UV-3R VHF second harmonic

Definition: a second harmonic is a spurious emission of a transmitter located at twice the fundamental frequency (or first harmonic or "dial"). In most cases the second harmonic is not produced on purpose.

UV-3R, especially the single-line display, exhibits too little suppression of the second harmonic of the VHF transmitter. This occurs when the RTX is used on the VHF HAM band (144-146/148 MHz). Suppression gets better and within required limits when the VHF transmitter is used above 150 MHz.

This means un-modified UV-3R is not certified for VHF amateur radio operations. Transmitting, say, at 145.500 MHz, will result in a parallel transmission on 291.000 MHz, which is probably allocated to a Defence Ministry. In the Files area of the Yahoo! group some LPF modifications have been measured and described in detail. Unfortunately they are not for everyone.

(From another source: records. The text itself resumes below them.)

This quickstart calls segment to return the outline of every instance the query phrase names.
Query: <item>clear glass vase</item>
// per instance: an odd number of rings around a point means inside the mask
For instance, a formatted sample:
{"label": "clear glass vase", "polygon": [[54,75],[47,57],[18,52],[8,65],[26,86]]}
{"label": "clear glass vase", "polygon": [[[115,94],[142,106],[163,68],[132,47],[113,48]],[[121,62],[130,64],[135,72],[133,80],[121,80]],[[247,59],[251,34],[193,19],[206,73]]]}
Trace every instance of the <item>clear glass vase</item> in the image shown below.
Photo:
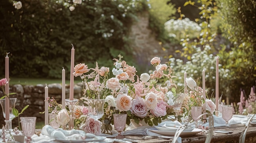
{"label": "clear glass vase", "polygon": [[[11,120],[15,117],[15,116],[12,113],[12,109],[15,108],[15,104],[16,103],[16,101],[17,100],[17,98],[10,98],[10,121],[9,122],[9,128],[10,129],[12,129],[11,126]],[[3,99],[0,100],[0,104],[2,106],[2,109],[3,115],[4,115],[4,118],[5,118],[5,99]]]}

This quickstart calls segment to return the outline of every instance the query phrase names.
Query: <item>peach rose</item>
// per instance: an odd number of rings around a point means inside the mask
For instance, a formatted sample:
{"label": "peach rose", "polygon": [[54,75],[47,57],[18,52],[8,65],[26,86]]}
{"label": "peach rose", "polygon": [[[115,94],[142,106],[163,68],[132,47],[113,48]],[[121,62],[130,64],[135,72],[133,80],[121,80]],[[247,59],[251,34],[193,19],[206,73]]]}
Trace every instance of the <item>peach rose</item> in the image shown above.
{"label": "peach rose", "polygon": [[206,110],[210,111],[211,114],[213,114],[213,112],[215,111],[215,108],[216,108],[216,106],[215,104],[211,100],[209,99],[205,99],[205,108]]}
{"label": "peach rose", "polygon": [[145,98],[146,104],[150,109],[155,108],[157,104],[157,95],[153,92],[148,93]]}
{"label": "peach rose", "polygon": [[151,64],[160,64],[161,61],[160,60],[160,57],[155,57],[150,61],[150,63]]}
{"label": "peach rose", "polygon": [[106,74],[107,74],[109,72],[109,68],[106,68],[105,66],[102,66],[99,69],[99,75],[101,76],[103,76]]}
{"label": "peach rose", "polygon": [[119,82],[119,79],[116,77],[112,77],[108,79],[106,84],[106,86],[112,90],[120,88],[121,85],[121,84]]}
{"label": "peach rose", "polygon": [[155,69],[157,70],[163,70],[167,69],[167,65],[166,65],[166,64],[159,64],[157,66],[155,67]]}
{"label": "peach rose", "polygon": [[82,75],[83,73],[86,73],[88,72],[90,70],[88,69],[88,66],[87,65],[85,65],[84,64],[80,63],[75,66],[74,68],[74,72],[73,73],[73,75],[74,75],[76,77],[78,76]]}
{"label": "peach rose", "polygon": [[121,80],[125,80],[129,79],[129,76],[126,72],[124,72],[121,74],[117,75],[116,77]]}
{"label": "peach rose", "polygon": [[132,107],[132,100],[126,94],[118,95],[116,100],[117,108],[119,111],[126,111]]}

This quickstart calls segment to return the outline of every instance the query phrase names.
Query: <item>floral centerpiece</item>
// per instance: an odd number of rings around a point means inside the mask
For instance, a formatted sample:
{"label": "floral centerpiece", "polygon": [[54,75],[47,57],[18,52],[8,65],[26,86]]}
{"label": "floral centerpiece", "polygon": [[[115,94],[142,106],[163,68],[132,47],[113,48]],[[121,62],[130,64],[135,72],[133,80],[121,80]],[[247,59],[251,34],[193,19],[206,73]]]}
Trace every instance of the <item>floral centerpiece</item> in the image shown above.
{"label": "floral centerpiece", "polygon": [[[135,68],[123,60],[121,55],[118,57],[119,59],[113,59],[114,77],[110,78],[109,68],[99,68],[97,62],[93,68],[81,63],[74,67],[73,75],[80,76],[83,84],[84,97],[81,98],[83,103],[88,105],[88,100],[91,99],[106,99],[101,131],[111,133],[110,125],[113,124],[113,114],[116,113],[127,114],[127,125],[131,121],[138,124],[143,121],[151,126],[173,114],[172,106],[177,87],[172,79],[173,72],[170,66],[160,64],[160,58],[155,57],[150,63],[155,70],[139,77]],[[84,125],[87,120],[83,121],[81,125]]]}

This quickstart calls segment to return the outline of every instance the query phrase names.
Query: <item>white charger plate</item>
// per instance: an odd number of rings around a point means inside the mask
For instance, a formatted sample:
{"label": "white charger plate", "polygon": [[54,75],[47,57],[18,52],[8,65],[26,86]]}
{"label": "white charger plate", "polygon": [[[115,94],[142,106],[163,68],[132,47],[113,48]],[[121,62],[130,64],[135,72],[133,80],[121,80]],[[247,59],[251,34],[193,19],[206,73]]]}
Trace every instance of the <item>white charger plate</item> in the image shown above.
{"label": "white charger plate", "polygon": [[[174,136],[175,135],[176,131],[161,131],[157,130],[155,128],[150,128],[148,129],[150,131],[154,132],[155,133],[163,135],[164,136]],[[180,136],[190,136],[195,134],[202,132],[202,130],[199,129],[193,129],[193,130],[190,132],[183,131],[180,135]]]}
{"label": "white charger plate", "polygon": [[96,137],[94,138],[90,138],[85,139],[84,140],[63,140],[60,139],[56,139],[55,141],[60,141],[63,143],[87,143],[91,141],[99,141],[103,143],[112,143],[114,142],[113,140],[106,140],[105,142],[105,140],[107,138],[105,136],[96,136]]}
{"label": "white charger plate", "polygon": [[[172,131],[172,132],[176,132],[176,131],[178,129],[177,128],[175,127],[161,127],[159,126],[156,126],[155,127],[155,128],[157,129],[157,130],[160,131]],[[184,130],[184,132],[191,132],[194,128],[186,128]]]}

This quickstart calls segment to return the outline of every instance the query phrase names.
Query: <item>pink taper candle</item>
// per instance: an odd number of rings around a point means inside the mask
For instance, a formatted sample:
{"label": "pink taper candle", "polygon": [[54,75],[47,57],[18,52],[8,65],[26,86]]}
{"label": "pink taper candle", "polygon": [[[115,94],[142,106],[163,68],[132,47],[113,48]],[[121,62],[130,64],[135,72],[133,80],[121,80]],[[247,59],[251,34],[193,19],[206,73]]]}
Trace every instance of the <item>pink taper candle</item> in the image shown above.
{"label": "pink taper candle", "polygon": [[70,62],[70,100],[74,99],[74,68],[75,60],[75,49],[74,46],[72,45],[72,49],[71,49],[71,60]]}
{"label": "pink taper candle", "polygon": [[[204,70],[203,70],[203,98],[204,100],[205,101],[206,97],[205,95],[205,72]],[[203,104],[203,113],[206,113],[206,110],[205,109],[205,102]],[[204,120],[206,120],[206,115],[204,115],[203,116],[203,119]]]}
{"label": "pink taper candle", "polygon": [[[219,110],[219,56],[216,58],[216,84],[215,89],[215,105],[216,110]],[[218,117],[218,114],[216,115]]]}
{"label": "pink taper candle", "polygon": [[[5,85],[5,93],[9,96],[9,57],[8,53],[5,57],[5,78],[7,79],[8,83]],[[10,100],[7,97],[5,97],[5,120],[10,119]]]}
{"label": "pink taper candle", "polygon": [[45,84],[45,125],[48,125],[49,123],[48,103],[47,101],[48,97],[48,87],[47,84]]}
{"label": "pink taper candle", "polygon": [[184,92],[185,93],[185,94],[186,94],[188,93],[188,89],[187,88],[187,85],[188,85],[188,84],[186,83],[186,72],[185,72],[185,73],[184,73]]}
{"label": "pink taper candle", "polygon": [[65,109],[66,105],[65,99],[66,99],[66,83],[65,82],[65,69],[64,67],[62,67],[62,92],[61,97],[61,104],[62,104],[62,109]]}

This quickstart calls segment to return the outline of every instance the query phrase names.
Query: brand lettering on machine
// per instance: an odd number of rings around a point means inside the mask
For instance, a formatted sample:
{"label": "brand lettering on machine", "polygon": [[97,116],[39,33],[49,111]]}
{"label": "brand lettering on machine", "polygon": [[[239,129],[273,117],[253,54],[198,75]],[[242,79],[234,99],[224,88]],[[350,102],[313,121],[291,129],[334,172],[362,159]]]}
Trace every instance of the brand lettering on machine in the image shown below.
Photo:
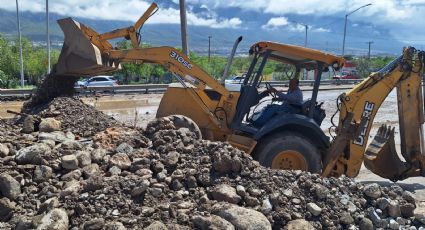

So, what options do I have?
  • use unmodified UV-3R on VHF only if strictly needed, being aware you might be disturbing communications around 290 MHz. On UHF the little "R" is spurious emissions compliant.
  • insert a VHF band/low-pass filter between UV-3R and the antenna
  • have someone apply the LPF modification
Why is it so? No one has figured out why the VHF signal is so dirty. It might be a driver/final wrong bias current. UV-3R Mark II is apparently performing better, but still above the required suppression level.